Dijkstra’s shortest path algorithm works for non-negative numbers. The Bellman-Ford algorithm works in the general case, i.e. works for the negative numbers, too.
- Does Dijkstra’s assumes that the graph searched by it is free of cycles.
In an undirected graph, If there is no cycle, it is a Tree, not necessarily rooted. The paths are unique. Dijkstra’s algorithm can work with cycles.
You probably mean that free of negative cycles; If there is a negative cycle and the source can reach it, then the cost of path has not defined.
- Relaxing an edge is same as setting its weight to 0.
Relaxation is historical naming, the correct name is tighten. Relaxation tests an edge wheater in can improve the current estimate of a node.

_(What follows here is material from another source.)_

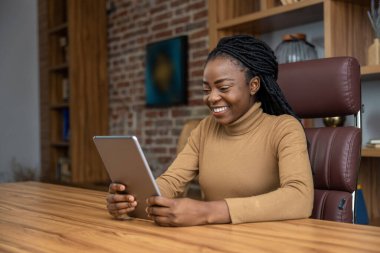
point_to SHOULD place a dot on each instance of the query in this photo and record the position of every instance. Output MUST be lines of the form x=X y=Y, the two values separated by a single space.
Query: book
x=66 y=124
x=374 y=141
x=373 y=145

- Does Dijkstra’s yields only costs of shortest paths, requiring lot of extra computation to find the intermediate vertices on shortest paths.

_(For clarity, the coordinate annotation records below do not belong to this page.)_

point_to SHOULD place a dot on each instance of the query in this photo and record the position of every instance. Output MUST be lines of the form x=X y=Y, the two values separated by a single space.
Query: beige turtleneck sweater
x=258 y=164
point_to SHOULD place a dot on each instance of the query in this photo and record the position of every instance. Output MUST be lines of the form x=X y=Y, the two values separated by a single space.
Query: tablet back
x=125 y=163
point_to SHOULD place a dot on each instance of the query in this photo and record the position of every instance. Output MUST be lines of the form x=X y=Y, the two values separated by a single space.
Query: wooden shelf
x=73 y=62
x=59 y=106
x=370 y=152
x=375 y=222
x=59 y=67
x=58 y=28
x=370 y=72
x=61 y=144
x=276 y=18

Actually, it yields the shortest paths tree with their values, the running time is $\mathcal{O}((V+E)\log V).$ If you look at the algorithm, it considers only the current neighbors while constructing the shortest path tree. The bottleneck is the extract-min operation on the Heap. For a theoretical speed up, one can use Fibonacci Heaps that yield $\mathcal{O}(V \log V + E)$
During the relaxation process, the predecessors updated only if there is a need for relaxation. When the Dijkstra's algorithm finishes, the shortest path tree is ready.

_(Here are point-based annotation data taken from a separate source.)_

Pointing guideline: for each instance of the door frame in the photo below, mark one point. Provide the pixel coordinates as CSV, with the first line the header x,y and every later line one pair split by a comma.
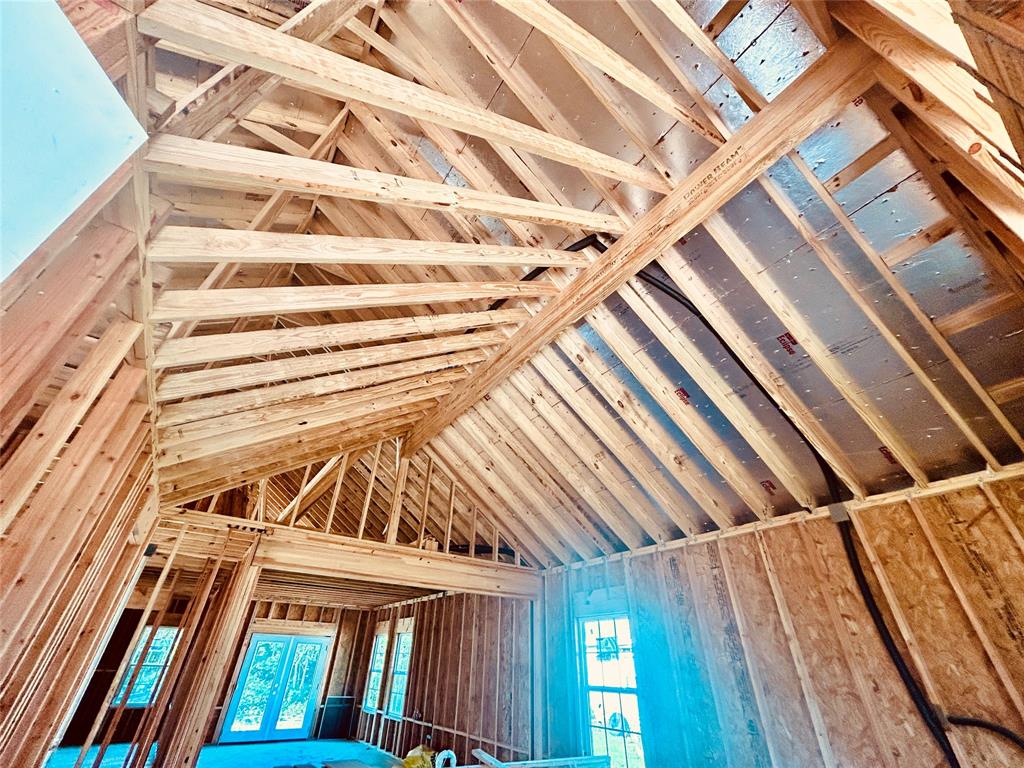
x,y
278,627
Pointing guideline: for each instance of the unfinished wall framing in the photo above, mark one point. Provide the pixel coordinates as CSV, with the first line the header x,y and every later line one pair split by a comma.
x,y
756,648
441,314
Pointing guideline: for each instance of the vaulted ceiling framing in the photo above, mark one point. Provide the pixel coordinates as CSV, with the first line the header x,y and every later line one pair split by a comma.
x,y
366,318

- Dijkstra's useful only when edge weights are geographical distances along paths traversed on ground or water.
Remember, Dijkstra's algorithm can find one-to-all shortest path if the Graph is weighted and directed. It doesn't care where the map is taken as long as it is modeled as a Graph. However, if the graph is an actual map and/or there is also a heuristic distance information one can achieve better than Dijkstra's algorithm, see A* and this comparison article Engineering Route Planning Algorithms.